There are several different approaches for facilitating three-dimensional collaborative work. The most obvious is adding collaborative capability to existing screen-based three-dimensional packages. However a two-dimensional interface for three-dimensional collaboration can have severe limitations, such as users finding it difficult to visualize the different viewpoints of their collaborators, or to interact with the environment [2].
Alternative techniques include using large projection screens to project a three-dimensional virtual image into space. The CAVE [3] and Responsive Workbench[4] allow a number of users to view stereoscopic 3D images by wearing LCD-shutter glasses. Unfortunately, in both cases the images can be rendered from only a single user's viewpoint, so only one person will see true stereo. The devices also require bulky hardware such as a projection screen or large beam splitter, and require expensive optics.
Mechanical devices can be used to create volumetric displays, such as scanning lasers onto a rotating helix [5] or a rotating phosphor coated plate activated with electron guns [6]. However, they do not allow direct interaction with the images because of the rotating display surface and have a limited viewing volume.
In contrast, multi-user immersive virtual environments provide an extremely natural medium for three dimensional CSCW; in this setting computers can provide the same experience that people have in face-to-face interactions, such as communication by object manipulation and gesture [7]. Work on the DIVE [8] and GreenSpace projects [9] has shown that collaboration is indeed intuitive in such surroundings. However most current multi-user VR systems are fully immersive, separating the user from the real world.
An alternative approach is to use augmented reality (AR), the overlay of computer graphics on the real world. This is particularly relevant for wearable computers, since most current wearable systems use see-through or field- multiplexed head mounted displays. Successful single user AR interfaces have been developed for computer aided instruction [10], manufacturing [11], and medical visualization [12] among others.
However, there are few examples of multi-user augmented reality systems and none in a wearable computing setting.

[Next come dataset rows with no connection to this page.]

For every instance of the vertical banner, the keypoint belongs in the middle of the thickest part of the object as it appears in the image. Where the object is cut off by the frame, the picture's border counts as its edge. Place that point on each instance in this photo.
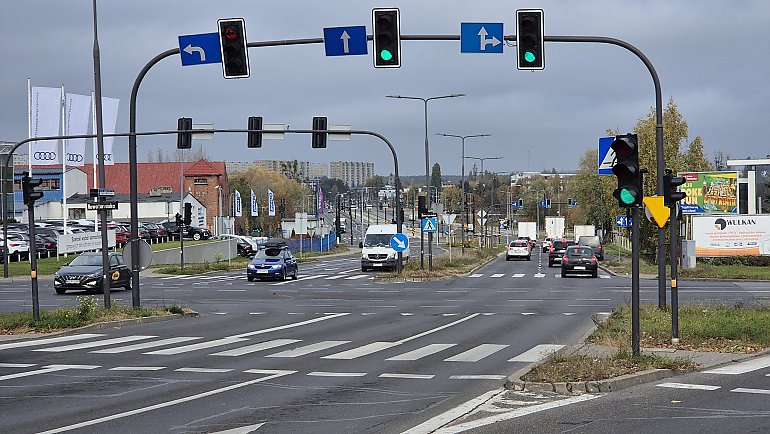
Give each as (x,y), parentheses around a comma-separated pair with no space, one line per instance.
(254,208)
(77,111)
(109,119)
(238,212)
(45,117)
(270,203)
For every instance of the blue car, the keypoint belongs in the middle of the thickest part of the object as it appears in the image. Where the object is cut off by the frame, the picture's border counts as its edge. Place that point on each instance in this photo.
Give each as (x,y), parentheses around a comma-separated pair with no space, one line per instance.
(275,262)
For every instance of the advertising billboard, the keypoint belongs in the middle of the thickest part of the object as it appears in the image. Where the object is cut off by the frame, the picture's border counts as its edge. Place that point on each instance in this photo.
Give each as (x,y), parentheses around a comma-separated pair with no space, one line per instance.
(743,235)
(710,193)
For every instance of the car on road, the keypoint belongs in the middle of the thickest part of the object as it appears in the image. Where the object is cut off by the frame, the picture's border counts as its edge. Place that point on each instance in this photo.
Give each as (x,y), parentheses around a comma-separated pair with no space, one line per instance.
(556,252)
(84,273)
(593,242)
(518,249)
(273,261)
(579,259)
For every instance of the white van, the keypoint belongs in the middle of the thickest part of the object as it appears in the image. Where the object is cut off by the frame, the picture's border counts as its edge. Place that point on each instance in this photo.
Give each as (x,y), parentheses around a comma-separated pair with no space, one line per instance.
(376,251)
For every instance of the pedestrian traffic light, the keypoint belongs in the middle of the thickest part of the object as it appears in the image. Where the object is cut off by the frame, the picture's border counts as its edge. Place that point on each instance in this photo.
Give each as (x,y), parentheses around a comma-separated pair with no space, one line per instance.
(28,185)
(386,28)
(629,192)
(254,139)
(232,43)
(184,136)
(670,184)
(530,53)
(319,139)
(188,214)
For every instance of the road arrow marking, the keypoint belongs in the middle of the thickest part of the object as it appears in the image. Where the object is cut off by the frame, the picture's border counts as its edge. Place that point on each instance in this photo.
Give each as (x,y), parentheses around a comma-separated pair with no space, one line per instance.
(189,49)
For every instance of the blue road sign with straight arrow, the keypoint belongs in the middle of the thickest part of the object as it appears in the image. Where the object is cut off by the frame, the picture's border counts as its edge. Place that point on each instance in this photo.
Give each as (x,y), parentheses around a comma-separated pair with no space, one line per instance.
(199,49)
(345,41)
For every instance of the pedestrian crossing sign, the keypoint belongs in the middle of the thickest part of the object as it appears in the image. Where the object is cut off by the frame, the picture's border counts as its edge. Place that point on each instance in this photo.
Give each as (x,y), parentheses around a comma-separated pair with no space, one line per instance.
(429,224)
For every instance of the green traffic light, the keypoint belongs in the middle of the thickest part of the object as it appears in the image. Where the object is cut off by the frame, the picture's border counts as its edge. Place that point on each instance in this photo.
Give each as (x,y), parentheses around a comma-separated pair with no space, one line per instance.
(529,56)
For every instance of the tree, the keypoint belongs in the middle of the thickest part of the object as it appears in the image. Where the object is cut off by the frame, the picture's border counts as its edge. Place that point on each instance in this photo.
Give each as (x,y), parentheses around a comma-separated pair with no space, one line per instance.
(435,176)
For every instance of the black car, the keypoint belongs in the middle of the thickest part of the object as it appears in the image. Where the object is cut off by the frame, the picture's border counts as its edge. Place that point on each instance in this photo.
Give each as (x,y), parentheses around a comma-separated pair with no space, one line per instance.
(85,273)
(579,259)
(556,252)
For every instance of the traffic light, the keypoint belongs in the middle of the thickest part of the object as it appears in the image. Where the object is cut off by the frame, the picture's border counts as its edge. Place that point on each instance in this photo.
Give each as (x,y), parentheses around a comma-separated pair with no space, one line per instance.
(319,139)
(232,43)
(386,28)
(670,194)
(184,137)
(254,138)
(188,214)
(28,185)
(629,192)
(530,54)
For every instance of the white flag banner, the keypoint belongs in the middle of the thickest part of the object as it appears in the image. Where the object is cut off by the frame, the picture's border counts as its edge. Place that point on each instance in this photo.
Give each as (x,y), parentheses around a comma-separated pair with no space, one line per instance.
(109,119)
(270,203)
(45,118)
(238,211)
(254,207)
(77,112)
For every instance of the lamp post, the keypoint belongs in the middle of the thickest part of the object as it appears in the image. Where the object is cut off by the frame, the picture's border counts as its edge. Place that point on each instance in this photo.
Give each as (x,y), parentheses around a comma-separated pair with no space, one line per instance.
(427,155)
(462,177)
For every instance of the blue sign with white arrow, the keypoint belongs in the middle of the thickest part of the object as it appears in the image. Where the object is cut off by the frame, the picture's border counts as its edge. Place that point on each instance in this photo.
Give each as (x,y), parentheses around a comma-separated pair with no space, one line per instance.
(481,37)
(199,49)
(345,41)
(399,242)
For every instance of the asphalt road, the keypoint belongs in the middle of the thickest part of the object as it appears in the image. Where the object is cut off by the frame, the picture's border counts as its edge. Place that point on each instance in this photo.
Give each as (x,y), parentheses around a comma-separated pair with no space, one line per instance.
(335,351)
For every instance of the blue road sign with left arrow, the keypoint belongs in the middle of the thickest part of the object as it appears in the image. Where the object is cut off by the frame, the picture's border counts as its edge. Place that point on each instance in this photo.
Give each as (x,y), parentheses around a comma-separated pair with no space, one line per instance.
(199,49)
(481,37)
(345,41)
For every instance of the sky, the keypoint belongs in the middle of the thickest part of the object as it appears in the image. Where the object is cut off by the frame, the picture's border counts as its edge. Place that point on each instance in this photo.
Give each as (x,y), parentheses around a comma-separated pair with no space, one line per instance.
(712,57)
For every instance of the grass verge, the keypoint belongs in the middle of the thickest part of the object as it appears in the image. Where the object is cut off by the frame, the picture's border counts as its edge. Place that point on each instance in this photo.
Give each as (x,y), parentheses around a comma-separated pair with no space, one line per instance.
(717,328)
(87,312)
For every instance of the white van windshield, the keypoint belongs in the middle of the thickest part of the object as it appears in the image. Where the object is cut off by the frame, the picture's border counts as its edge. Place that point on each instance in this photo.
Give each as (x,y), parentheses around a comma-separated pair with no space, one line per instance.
(377,240)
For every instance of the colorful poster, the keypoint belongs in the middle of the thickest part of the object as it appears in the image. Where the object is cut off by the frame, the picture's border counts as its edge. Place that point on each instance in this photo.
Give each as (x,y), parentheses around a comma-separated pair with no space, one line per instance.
(710,193)
(743,235)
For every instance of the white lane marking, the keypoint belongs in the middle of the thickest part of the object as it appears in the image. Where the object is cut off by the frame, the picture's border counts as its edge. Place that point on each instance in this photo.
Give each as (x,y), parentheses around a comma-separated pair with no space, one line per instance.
(742,367)
(203,370)
(146,345)
(434,425)
(757,391)
(422,352)
(477,377)
(102,343)
(336,374)
(361,351)
(195,347)
(536,353)
(168,403)
(476,353)
(307,349)
(137,368)
(408,376)
(256,347)
(37,342)
(288,326)
(688,386)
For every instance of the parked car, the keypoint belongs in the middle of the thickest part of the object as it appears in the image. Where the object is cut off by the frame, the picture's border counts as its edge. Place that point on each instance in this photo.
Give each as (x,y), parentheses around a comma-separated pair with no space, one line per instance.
(518,249)
(593,242)
(556,252)
(85,273)
(579,259)
(274,261)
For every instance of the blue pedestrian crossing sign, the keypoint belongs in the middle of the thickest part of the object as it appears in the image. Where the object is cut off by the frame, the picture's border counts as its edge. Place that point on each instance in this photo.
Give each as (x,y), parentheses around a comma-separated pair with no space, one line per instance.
(399,242)
(429,224)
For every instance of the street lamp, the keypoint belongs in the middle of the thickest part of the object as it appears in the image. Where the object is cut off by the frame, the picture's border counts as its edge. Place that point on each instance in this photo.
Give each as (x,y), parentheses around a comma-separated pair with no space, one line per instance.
(462,177)
(427,155)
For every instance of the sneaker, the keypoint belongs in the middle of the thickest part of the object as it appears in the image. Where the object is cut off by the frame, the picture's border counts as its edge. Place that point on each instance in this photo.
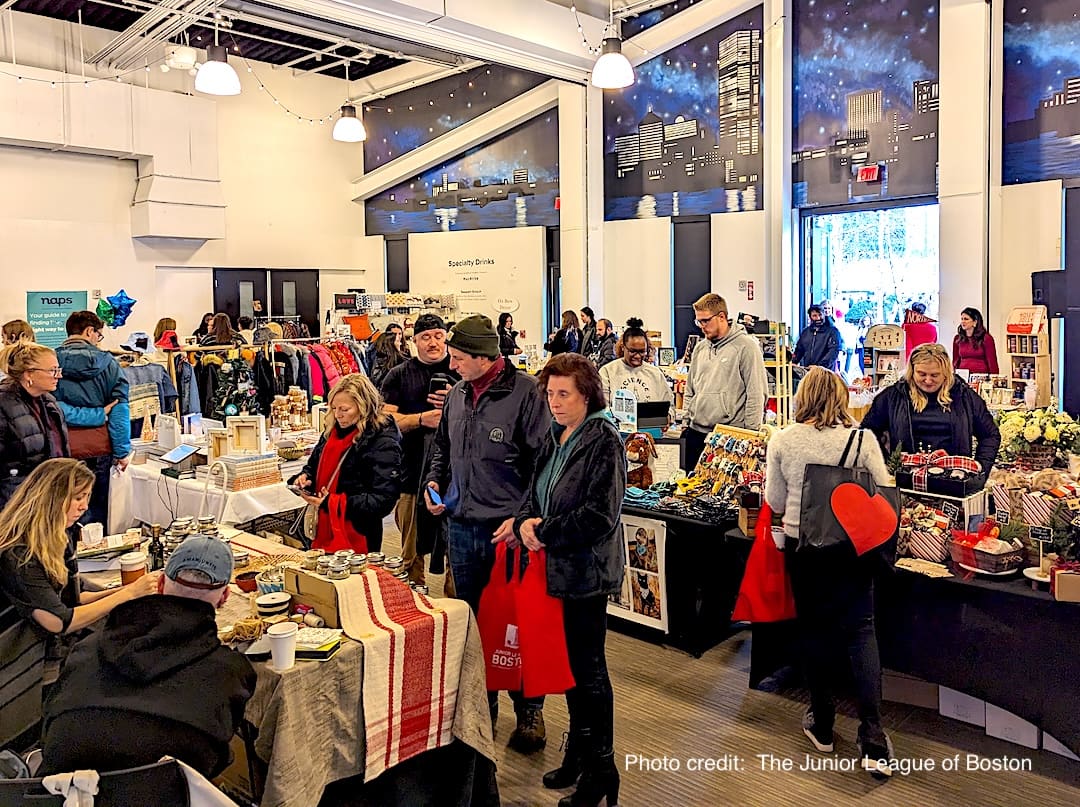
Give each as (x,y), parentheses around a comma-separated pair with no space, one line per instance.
(878,761)
(530,735)
(821,741)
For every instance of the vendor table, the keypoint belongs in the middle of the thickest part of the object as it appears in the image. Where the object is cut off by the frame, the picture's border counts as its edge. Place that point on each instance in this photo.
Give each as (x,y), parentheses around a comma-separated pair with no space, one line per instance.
(703,568)
(997,641)
(309,721)
(142,494)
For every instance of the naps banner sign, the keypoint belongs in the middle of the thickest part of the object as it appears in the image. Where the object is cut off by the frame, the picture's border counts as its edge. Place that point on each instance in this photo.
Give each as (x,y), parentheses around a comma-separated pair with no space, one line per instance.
(48,311)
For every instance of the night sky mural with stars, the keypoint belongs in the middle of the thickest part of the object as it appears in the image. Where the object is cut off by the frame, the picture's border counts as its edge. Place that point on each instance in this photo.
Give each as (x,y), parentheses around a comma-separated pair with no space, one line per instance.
(686,137)
(1041,104)
(865,94)
(512,180)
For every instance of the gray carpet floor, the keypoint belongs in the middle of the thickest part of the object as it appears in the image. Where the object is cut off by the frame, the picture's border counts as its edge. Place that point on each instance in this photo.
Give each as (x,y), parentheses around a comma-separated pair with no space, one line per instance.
(674,713)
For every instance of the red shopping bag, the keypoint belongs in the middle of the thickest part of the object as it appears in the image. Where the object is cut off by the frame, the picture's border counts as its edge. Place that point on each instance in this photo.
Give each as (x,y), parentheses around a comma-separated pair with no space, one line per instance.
(766,591)
(545,666)
(497,618)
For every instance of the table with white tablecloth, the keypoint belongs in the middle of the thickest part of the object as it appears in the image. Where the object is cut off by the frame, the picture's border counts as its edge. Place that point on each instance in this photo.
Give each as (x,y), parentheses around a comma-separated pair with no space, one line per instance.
(142,494)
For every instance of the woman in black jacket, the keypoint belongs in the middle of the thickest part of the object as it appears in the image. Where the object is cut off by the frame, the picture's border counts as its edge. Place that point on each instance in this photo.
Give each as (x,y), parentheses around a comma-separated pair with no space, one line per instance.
(354,472)
(930,408)
(574,511)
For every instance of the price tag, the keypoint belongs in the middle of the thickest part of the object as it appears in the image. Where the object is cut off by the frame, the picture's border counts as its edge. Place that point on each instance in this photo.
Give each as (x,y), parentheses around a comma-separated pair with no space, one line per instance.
(1043,535)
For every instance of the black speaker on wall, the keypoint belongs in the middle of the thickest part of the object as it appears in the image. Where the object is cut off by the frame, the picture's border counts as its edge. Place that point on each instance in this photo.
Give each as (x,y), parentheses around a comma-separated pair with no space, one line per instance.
(1049,288)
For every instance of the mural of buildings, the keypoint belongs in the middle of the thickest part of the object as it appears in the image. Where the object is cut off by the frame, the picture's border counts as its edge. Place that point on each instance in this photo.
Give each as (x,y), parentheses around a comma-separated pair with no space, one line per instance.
(509,182)
(667,149)
(1041,97)
(865,94)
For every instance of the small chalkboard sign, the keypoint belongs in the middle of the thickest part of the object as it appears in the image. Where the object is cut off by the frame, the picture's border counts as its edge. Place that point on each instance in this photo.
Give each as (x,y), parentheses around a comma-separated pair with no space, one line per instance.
(1043,535)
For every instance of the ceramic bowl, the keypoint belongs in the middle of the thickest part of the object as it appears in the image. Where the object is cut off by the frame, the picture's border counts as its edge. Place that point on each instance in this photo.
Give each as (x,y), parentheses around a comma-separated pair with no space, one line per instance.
(270,583)
(245,581)
(271,605)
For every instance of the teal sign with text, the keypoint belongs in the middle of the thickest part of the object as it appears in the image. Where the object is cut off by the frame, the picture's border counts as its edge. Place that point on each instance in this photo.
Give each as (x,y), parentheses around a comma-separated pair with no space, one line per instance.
(48,312)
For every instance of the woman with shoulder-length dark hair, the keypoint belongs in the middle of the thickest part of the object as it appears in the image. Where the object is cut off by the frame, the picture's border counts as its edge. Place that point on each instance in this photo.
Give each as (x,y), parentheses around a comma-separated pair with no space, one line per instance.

Rekimoto [13] has explored the use of tracked hand-held LCD displays in a multi-user environment. He attaches small cameras to LCD panels to allow virtual objects to be composited on video images of the real world. These displays have the advantage that they are small, lightweight and portable. Unfortunately they do not support a true stereoscopic view, and are not hands-free. In addition, users must hold the LCD panel in front of their face - obscuring their facial expressions from other participants.
Klaus et al. [14] also use video compositing techniques to superimpose virtual images over a real world view. Their multi-user system is monitor-based so users get the impression that the virtual objects are superimposed on a remote real environment. However, it is difficult for users to change the real camera position and their architecture is designed to support distributed users viewing the same remote real environment rather than local users interacting in the same real environment.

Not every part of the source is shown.